If you’re still confused about what caused the financial meltdown, you’re not alone. It was a complicated mess to say the least. But now the terms of the taxpayer funded bailout provided to one of the key players, American International Group, Inc. (AIG), are being scrutinized by a Congressional panel that’s reviewing the government bailouts.
AIG is essentially a giant insurance company which underwrote many of those mortgage back securities that are at the heart of the financial meltdown. When those securities tanked, AIG was on the hook for billions of dollars. The fear was that if AIG defaulted, then the financial system would totally collapse. So the federal government stepped in and gave AIG more than $130 billion in an effort to stabilize the banking sector and AIG itself.
The Congressional Oversight Panel held a hearing this week to investigate the financial assistance provided to AIG (Stock Quote: AIG) under the Troubled Asset Relief Program. The outcome? It’s still unclear if AIG will be able to fully pay back the $132.3 billion in aid it received since its 2008 bailout, which was provided via The Treasury Department and by the Federal Reserve
While AIG Chief Executive Robert Benmosche stated that profits had increased and AIG was “on a clear path to repaying taxpayers,” other representatives called to testify were less optimistic about the company’s financial status.

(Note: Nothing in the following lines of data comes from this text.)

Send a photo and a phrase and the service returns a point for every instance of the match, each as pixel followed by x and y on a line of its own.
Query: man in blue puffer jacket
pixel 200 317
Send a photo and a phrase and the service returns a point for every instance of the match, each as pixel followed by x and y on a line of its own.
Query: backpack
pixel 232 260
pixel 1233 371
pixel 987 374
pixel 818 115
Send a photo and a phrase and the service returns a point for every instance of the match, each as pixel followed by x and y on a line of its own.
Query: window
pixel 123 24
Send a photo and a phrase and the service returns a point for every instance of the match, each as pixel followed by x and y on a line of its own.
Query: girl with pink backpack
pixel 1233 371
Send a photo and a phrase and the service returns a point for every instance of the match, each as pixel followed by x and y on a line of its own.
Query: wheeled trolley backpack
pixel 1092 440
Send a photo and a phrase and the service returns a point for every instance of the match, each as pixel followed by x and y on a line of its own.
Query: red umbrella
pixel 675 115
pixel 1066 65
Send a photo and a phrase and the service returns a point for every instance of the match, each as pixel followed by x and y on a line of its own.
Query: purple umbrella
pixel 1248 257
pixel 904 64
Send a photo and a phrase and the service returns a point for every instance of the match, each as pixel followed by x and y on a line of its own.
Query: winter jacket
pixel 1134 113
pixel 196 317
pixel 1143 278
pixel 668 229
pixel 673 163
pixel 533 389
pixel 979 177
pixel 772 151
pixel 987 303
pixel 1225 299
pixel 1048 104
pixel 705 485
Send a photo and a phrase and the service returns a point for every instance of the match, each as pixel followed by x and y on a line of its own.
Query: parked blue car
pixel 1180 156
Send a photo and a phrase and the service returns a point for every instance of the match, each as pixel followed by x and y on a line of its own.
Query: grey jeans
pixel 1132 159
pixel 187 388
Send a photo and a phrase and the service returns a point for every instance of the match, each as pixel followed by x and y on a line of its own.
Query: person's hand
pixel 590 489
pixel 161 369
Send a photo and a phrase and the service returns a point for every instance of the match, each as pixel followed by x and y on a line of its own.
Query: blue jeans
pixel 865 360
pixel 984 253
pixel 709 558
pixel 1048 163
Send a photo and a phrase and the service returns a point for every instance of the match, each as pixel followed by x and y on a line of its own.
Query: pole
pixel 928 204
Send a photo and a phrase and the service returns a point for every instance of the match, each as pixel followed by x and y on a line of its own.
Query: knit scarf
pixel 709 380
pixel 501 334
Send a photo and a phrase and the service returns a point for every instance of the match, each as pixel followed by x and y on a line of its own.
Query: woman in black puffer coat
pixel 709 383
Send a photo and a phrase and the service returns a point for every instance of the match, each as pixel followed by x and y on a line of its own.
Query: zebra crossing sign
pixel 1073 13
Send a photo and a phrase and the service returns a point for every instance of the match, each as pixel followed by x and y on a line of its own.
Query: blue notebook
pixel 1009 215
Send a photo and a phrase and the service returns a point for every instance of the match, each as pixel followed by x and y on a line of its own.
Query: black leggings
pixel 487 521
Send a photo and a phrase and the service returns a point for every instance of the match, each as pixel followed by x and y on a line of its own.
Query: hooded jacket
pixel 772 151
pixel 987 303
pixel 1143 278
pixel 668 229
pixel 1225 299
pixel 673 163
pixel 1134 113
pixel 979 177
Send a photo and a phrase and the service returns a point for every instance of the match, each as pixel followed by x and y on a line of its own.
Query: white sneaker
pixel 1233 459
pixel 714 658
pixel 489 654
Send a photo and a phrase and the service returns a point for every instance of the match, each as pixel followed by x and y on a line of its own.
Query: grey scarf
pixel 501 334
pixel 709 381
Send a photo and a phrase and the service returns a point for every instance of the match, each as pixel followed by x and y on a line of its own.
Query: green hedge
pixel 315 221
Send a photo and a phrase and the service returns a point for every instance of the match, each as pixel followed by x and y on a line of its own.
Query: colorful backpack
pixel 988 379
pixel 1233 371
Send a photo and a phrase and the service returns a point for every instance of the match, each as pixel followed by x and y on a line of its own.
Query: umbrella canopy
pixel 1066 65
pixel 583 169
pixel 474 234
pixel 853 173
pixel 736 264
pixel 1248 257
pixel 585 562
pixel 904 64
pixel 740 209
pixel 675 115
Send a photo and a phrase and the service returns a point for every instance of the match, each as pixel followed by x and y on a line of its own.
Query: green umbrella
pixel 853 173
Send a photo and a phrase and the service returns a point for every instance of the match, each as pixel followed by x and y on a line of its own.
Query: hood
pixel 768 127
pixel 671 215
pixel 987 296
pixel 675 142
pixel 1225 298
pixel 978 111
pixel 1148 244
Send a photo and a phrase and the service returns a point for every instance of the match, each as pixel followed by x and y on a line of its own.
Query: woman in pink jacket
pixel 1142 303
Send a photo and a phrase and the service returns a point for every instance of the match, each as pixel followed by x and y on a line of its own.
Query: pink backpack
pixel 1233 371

“While our outlook on the company’s stand-alone credit profile is positive, we maintain our negative outlook on the company going forward,” Rodney Clark, Managing Director of Standard & Poor’s Insurance Ratings, said in the hearing. “The negative outlook reflects uncertainty with regard to legislative risk and its potential impact on the government’s ability to continue to provide extraordinary support to AIG, if needed.”
Clark explained that Standard & Poor’s current semi-favoriable”A-“rating of AIG was dependent of the existence of the federal funding.